Correlation-based relevancy and redundancy measures for efficient gene selection

  • Authors:
  • Kezhi Z. Mao;Wenyin Tang

  • Affiliations:
  • School of Electrical & Electronic Engineering, Nanyang Technological University, Singapore;School of Electrical & Electronic Engineering, Nanyang Technological University, Singapore

  • Venue:
  • PRIB'07 Proceedings of the 2nd IAPR international conference on Pattern recognition in bioinformatics
  • Year:
  • 2007

Quantified Score

Hi-index 0.00

Visualization

Abstract

The gene-label correlation provides an effective measure of the relevancy of a gene.

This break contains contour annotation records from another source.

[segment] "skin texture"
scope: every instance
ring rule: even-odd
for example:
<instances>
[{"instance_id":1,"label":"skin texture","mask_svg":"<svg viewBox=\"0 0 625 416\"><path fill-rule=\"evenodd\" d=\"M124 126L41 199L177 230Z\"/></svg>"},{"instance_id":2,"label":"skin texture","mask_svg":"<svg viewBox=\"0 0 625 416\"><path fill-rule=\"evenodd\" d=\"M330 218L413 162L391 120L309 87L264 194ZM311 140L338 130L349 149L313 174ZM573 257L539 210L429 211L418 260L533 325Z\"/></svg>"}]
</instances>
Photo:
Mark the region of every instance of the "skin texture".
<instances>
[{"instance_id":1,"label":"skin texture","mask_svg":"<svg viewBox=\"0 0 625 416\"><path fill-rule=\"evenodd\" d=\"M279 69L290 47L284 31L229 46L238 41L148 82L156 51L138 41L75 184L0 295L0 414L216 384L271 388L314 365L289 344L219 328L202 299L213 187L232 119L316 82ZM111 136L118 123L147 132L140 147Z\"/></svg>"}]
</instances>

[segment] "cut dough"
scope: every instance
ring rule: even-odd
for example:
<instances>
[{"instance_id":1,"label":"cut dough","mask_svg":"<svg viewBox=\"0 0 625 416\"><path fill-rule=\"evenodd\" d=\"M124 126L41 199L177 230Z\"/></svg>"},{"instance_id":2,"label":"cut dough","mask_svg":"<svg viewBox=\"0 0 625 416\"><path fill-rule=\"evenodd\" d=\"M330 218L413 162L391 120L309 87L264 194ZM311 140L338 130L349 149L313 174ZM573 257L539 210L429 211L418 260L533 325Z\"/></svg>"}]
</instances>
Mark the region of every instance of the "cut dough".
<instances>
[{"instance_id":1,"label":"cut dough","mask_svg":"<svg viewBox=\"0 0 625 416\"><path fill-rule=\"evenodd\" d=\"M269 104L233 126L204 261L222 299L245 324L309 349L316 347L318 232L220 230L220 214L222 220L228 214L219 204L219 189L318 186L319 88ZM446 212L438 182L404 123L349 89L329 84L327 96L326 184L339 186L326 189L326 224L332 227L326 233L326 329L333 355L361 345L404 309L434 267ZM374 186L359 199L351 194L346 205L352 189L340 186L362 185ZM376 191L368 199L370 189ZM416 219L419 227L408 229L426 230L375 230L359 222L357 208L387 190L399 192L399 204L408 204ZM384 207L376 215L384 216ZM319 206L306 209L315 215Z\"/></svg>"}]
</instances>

However, this measure evaluates genes on an individual basis, and the gene sets thus obtained may exhibit severe redundancy. In this study, we propose a new correlation heuristic for set-based gene selection, with the goal of alleviating the redundancy problem. The new correlation heuristic consists of two components that account for gene relevancy and redundancy respectively. The relevancy of a gene is evaluated in terms of its correlation with class label on an individual basis, while the redundancy of a gene with respect to a given gene subset is measured by its correlation with a new dimension built upon the gene subset. The new correlation heuristic retains the simplicity of individual gene evaluation and the redundancy handling capacity of set-based gene evaluation. Two different ways of using the relevancy and redundancy measures are presented in this study. One way is the maximization of the ratio of relevancy measure to redundancy measure, and another way is the maximization of the relevancy measure subtracting redundancy measure. Experimental studies on six gene expression problems show that both criteria produce excellent results.